15th of March 2022
It is quite late because I'm too busy today. Sent my mom to the hospital. Getting a honk from other car due to my mistake. My mom having an appointment with anesthesiologist at Hospital Besar Tengku Ampuan Rahimah. She was supposed to get a surgery to remove all of her uterus organs since the f*cking tumors came back stronger. But the surgery got cancelled. They said that if the surgery still conducted, my mom will be in danger since my mom already taking two surgeries for the same illness before. There is a high possibility that this surgery may damage her intestine. So, they decided to give her the hormone pills, hoping the tumors miraculously shrink and gone. I respected the hospital's decision, but thinking the effect every time my mom bearing the pain every single month, make me scared. I hate when people are sick, I hate when they complain to me they are in pain and I cannot do anything to help them. But she is my mom. I'm worried about my behavior every time she tells me she's in pain. I'm worried that I might be rude to her. I'm scared of myself.
The result of boarding school admission is out and my sister doesn't get it. I don't know if I should be happy about it or not. If she also left the house, I don't know how to handle this household. My mom does not get the surgery, so obviously she will be working again. Guess, I will be the one who is gonna prepare the food early in the morning. My dad, maybe taking overtime work since it will be Eid season and new model should be out. My grandma, she will be left alone and I can't do that. Anything can happen in that house and I'm scared that I will not be there when all of that things happened. I want to send her back to my hometown. But I'm afraid they will say that I don't want to take care of my grandma. I can't let them hate me. Overthinking? Of course I'm overthinking. I should think of all the risk before that thing happens, so I can be prepared for it. God, I really want to scream right now. But because of you, I calm. Thanks, dear. For listening and bearing my behavior.
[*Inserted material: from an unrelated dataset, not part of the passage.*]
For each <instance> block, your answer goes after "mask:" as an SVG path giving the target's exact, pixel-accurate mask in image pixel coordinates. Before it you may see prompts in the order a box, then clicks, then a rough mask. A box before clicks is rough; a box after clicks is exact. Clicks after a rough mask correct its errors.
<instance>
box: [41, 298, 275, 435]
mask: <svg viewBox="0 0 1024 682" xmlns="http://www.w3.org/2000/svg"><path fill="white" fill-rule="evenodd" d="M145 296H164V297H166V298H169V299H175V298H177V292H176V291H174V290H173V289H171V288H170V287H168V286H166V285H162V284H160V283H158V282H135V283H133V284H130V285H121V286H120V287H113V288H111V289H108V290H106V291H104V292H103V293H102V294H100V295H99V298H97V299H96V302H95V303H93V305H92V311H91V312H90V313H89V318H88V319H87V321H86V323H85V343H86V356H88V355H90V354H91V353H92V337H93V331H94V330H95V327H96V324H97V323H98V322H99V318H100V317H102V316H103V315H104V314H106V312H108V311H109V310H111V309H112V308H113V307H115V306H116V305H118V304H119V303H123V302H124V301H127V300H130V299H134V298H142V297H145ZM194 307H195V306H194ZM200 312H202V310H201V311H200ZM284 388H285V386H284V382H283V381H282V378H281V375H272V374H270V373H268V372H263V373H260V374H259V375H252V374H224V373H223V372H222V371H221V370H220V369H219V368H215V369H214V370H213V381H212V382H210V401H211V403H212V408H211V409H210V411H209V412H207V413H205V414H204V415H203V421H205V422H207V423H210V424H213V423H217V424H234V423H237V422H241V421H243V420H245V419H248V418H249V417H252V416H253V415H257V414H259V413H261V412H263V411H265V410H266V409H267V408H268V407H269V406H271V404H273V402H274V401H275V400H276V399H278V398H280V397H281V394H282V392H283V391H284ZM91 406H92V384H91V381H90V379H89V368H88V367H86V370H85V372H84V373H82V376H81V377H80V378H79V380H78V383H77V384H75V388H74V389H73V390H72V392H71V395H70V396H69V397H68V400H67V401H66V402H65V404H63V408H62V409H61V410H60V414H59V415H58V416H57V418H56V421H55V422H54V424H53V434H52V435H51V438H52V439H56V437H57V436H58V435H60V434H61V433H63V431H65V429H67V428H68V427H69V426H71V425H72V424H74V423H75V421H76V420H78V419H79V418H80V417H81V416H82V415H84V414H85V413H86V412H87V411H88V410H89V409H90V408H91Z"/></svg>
I think, that is all we need. Someone to go to, whenever you are messed up. Someone that will always by your side and never judges your choice. Because they know exactly the reason behind it. Someone that always tries to free their schedule, whenever you want their help. Someone that always gives you reassurances and the calmest words you have ever heard. Someone that you can rant and vent about how abusive the world to you and still be the most beautiful things the world ever gives to you. And you are my someone. Thank you for always being there for me.
I always worry about the future. No matter how many motivational quotes I have read, it still kills me. Today, I'm worried about the meeting with my co-supervisor. I don't know, I'm scared. I did not do anything wrong, but somehow it feels like she is mad at me. Turns out, she just wants to teach me about the analysis that I'm not good about it. What we have read on the internet is right. Worrying about the future only takes the happiness in the present. You waste your time. Things will happen if they need to be happening and you can't do anything about that. The lecturer may be mad at you, it maybe a bad day. Not a bad life. You accept it and move on. If you feel the world is unfair towards you, run to your safe haven and let it out. I guess that is the important part. You go to your person, and they will heal you. They got power, whenever you are stressed, their words, their smiles and even their presence will calm you. You catch me. I fall in love too deeply with him, right? It is true. Things may not be the same if we are not together. So, let me spend time with you so that I will not regret anything, even after you left me. I hope you are not.